The WHO’s latest report shows that from 2018 to 2023, antibiotic resistance surged in over 40% of the pathogen-antibiotic pairs monitored, with annual increases ranging between 5% and 15%. This alarming trend threatens the effectiveness of crucial antibiotics used to combat infections affecting the urinary tract, gastrointestinal system, bloodstream, and sexually transmitted diseases like gonorrhea.

Data compiled from more than 100 countries through the WHO’s Global Antimicrobial Resistance and Use Surveillance System highlight the accelerating spread of resistance to essential drugs.

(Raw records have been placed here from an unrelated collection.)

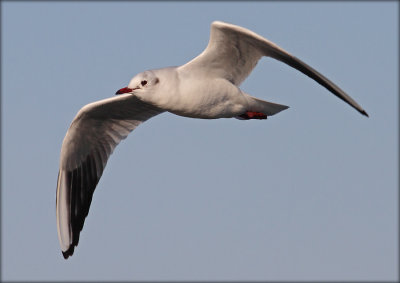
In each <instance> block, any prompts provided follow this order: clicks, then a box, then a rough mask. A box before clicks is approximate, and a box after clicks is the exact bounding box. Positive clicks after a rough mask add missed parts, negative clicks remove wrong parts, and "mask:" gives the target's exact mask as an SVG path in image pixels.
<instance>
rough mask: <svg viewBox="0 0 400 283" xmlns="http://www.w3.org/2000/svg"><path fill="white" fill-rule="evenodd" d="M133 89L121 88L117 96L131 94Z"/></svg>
mask: <svg viewBox="0 0 400 283" xmlns="http://www.w3.org/2000/svg"><path fill="white" fill-rule="evenodd" d="M132 90H133V89H131V88H129V87H124V88H121V89H120V90H118V91H117V92H116V93H115V94H123V93H128V92H131V91H132Z"/></svg>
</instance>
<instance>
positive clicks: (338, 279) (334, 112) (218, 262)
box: [1, 1, 399, 281]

"Antimicrobial resistance is outpacing advances in modern medicine, threatening the health of families worldwide," said WHO Director-General Tedros Adhanom Ghebreyesus.

The report identifies the highest resistance rates in the WHO South-East Asian and Eastern Mediterranean regions, where one in three infections is now drug-resistant. Particularly concerning are drug-resistant strains of E. coli and Klebsiella pneumoniae, leading causes of bloodstream infections, with over 50% of cases globally now impervious to first-line treatments.

The WHO called on nations to bolster laboratory capacity and improve the sharing of robust antimicrobial resistance data by 2030 to combat this escalating threat.